It's no secret that Warren Buffett likes dividend stocks. His Berkshire Hathaway (BRK.A -2.04%) (BRK.B -1.96%) portfolio is chock-full of them. There's another multibillionaire who hasn't been known to be such a big fan of dividend stocks, though. 

Elon Musk is famous for his investments in Tesla, SpaceX, and Twitter, among other companies. He has also been a supporter of several cryptocurrencies in the past. But he hasn't said much about dividend stocks. However, there's one Buffett dividend stock that recently grabbed Musk's attention.

A person outstretching their hand holding a glass containing cola and ice cubes.

Image source: Getty Images.

An attention-grabbing number

Buffett's annual letter to Berkshire Hathaway shareholders is usually analyzed and dissected by many investors. That's understandable since it typically contains timeless investing wisdom.

Many readers of Buffett's annual letter share the parts that especially stand out to them on social media platforms. A Twitter user calling himself "Dividend Hero" tweeted a couple of weeks ago that Berkshire Hathaway received $704 million in dividends last year from Coca-Cola (KO -1.44%).

That tweet caught Musk's eye, almost certainly because of the attention-grabbing dollar figure. It even prompted Musk to jokingly reply, "Berkshire Hathaway high on Coke." Whether or not one appreciates Musk's humor, he was right in the sense that Buffett and the Berkshire team really like Coca-Cola stock.

Berkshire actually did make $704 million in dividends from Coca-Cola alone last year. The conglomerate owns 400 million shares of Coke. In 2022, Coca-Cola's quarterly dividend per share was $0.44. Multiplying the number of shares times this dividend times four dividends in the year totals $704 million.

Why Buffett likes this dividend stock so much

Coca-Cola ranks as the fifth-largest holding in Berkshire Hathaway's portfolio. Berkshire has owned those 400 million shares since 1994. And it began buying the stock seven years before then.

Over the last five years, Coke hasn't delivered an overly impressive performance. Its share-price appreciation didn't even keep up with the S&P 500's growth. With dividends included, Coca-Cola beat the S&P, but not by much.

So why does Buffett still like this dividend stock so much? For one thing, consider that Berkshire's total cost basis to buy Coca-Cola shares was around $1.3 billion. Berkshire will make more than that amount in dividends alone between 2022 and 2023. Those dividends will keep on flowing and almost certainly growing. Coca-Cola recently boosted its dividend payout for this year. It's a Dividend King, with 61 consecutive years of dividend increases.

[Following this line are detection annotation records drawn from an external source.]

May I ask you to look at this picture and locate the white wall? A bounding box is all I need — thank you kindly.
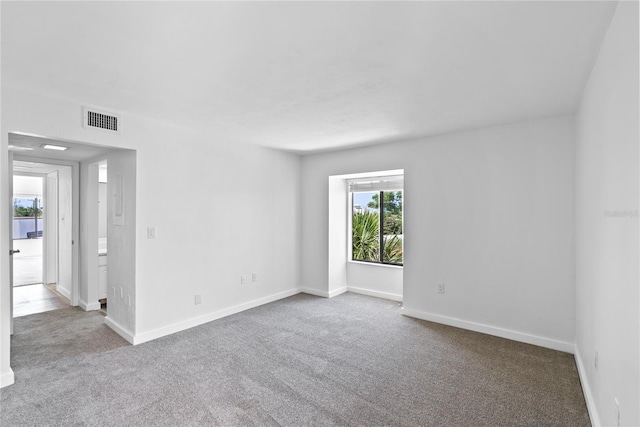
[105,150,136,342]
[0,87,301,375]
[79,159,101,311]
[302,116,575,351]
[576,2,640,426]
[347,262,403,301]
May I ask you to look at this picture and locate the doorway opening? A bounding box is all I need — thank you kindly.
[12,164,72,317]
[7,132,136,342]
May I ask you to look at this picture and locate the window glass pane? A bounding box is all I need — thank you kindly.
[13,197,43,239]
[351,192,380,262]
[382,191,403,264]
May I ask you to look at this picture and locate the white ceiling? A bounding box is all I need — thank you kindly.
[9,133,113,162]
[2,1,616,153]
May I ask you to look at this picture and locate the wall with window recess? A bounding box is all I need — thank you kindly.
[302,116,575,351]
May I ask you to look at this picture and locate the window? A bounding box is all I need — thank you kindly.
[13,196,43,239]
[348,176,403,265]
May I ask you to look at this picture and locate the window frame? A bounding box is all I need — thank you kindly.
[347,188,404,268]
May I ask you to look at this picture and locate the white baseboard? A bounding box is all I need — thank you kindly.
[56,286,71,301]
[298,286,347,298]
[104,315,135,344]
[347,286,402,302]
[402,308,575,354]
[329,286,347,298]
[78,300,101,311]
[0,368,15,388]
[574,345,602,426]
[298,288,329,298]
[131,288,300,344]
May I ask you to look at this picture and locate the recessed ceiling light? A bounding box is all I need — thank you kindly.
[40,144,69,151]
[9,144,33,151]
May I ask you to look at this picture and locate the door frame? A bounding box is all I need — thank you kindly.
[11,171,49,286]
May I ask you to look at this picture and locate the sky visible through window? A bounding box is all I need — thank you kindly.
[353,191,378,212]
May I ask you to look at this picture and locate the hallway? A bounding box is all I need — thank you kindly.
[13,283,69,317]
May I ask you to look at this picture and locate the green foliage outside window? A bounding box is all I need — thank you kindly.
[351,191,403,264]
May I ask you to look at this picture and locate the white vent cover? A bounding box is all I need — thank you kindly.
[82,107,122,132]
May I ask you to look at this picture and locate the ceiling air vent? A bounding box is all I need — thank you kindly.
[82,107,122,132]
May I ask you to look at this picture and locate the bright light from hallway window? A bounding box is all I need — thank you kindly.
[42,144,69,151]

Buffett even mentioned Coca-Cola first in his latest letter to shareholders in a section discussing the "secret sauce" to Berkshire's success. He noted, "Over time, it takes just a few winners to work wonders." The legendary investor obviously views Coke as one of those wonder-working winners.

Is Coca-Cola stock a good pick now?

Does all of this mean that Coca-Cola stock is a good pick now? Not necessarily. 

There are several reasons for income investors to love Coca-Cola's dividend. Coke's dividend yield currently tops 3%. We've already mentioned the company's stellar track record of dividend increases. Coca-Cola also has delivered consistent long-term earnings growth.

But I think growth-oriented investors will find better opportunities than Coca-Cola. The main reason the stock's total return has outperformed the S&P 500 in recent years is because of the economic uncertainty that began to weigh on the market last year. Over the long run, I suspect that Coca-Cola will lag behind the S&P 500.

As much as Buffett likes Coca-Cola, you might have noticed that he hasn't added a single share in nearly three decades. Buffett isn't buying this dividend stock right now. I doubt that Musk is, either.